Monday, July 19, 2010

The Off-Roading Experience Part 2: Are we. . . ?

Okay, Katie and I end up doing this a lot. Hence the 'Part 2' and the up-coming 'Part 3' and the potential 'Part 4.'
Pre-story: Katie's mom is the best second grade teacher you'll ever come across. Her principal got a better job that opened up at a brand-new school - which came with the added bonus of choosing his two favorite teachers to join him. All of the teachers at his current school were able to submit applications to join him, and from those he choose who came and who stayed. Katie's mom never sent in an application but the principal practically begged her to come - on his hands and knees - so she acceptAlign Lefted. Which really annoyed our nemesis' mother - which is a completely different story for a completely different time.

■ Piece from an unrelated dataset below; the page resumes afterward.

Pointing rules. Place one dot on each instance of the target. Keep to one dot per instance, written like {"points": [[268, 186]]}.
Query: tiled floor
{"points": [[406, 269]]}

This particular day, we were trying to find her mom's new school. Somewhere along the way, we made a wrong tun and ended up at the foot of a dirt road. Now, being me and Katie, we instantly decided to see where it went. As we pulled up closer we saw this sign:
NO hiking
NO mountain biking
NO hunting
I looked at Katie, "Kate, are we hiking?"
She smiled her own special plotting smile, "No, Paige, we are not."
"Mountain biking?"
"Nope."
"What about hunting?"
"Never," she laughed.
"Well then. . ."
"ONWARD!!" she cried pointing down the trail.
After being on the trail for a couple of minutes, we came around a corner and started seeing trucks and those little business buildings that look like the front office of the Island Park, Idaho dump. I'd been thinking about our last excursion (see 'The Off-Roading Experience Part 1: Trails), and these signs of civilization reminded me of the legal issues that could come up.
"Uh, Katie?" I asked as innocently as possible, "What do we say if we get caught?"
"We got lost," she said - that trademark 'plotter's smile' stretching across her face.
"Really? That's all you've got?"
"Paige," she said in her sarcastic explanation accent, "we're two teenage girls, in a piece of crap car (she patted Denton's - The Car - door endearingly as she said this). It's all we need."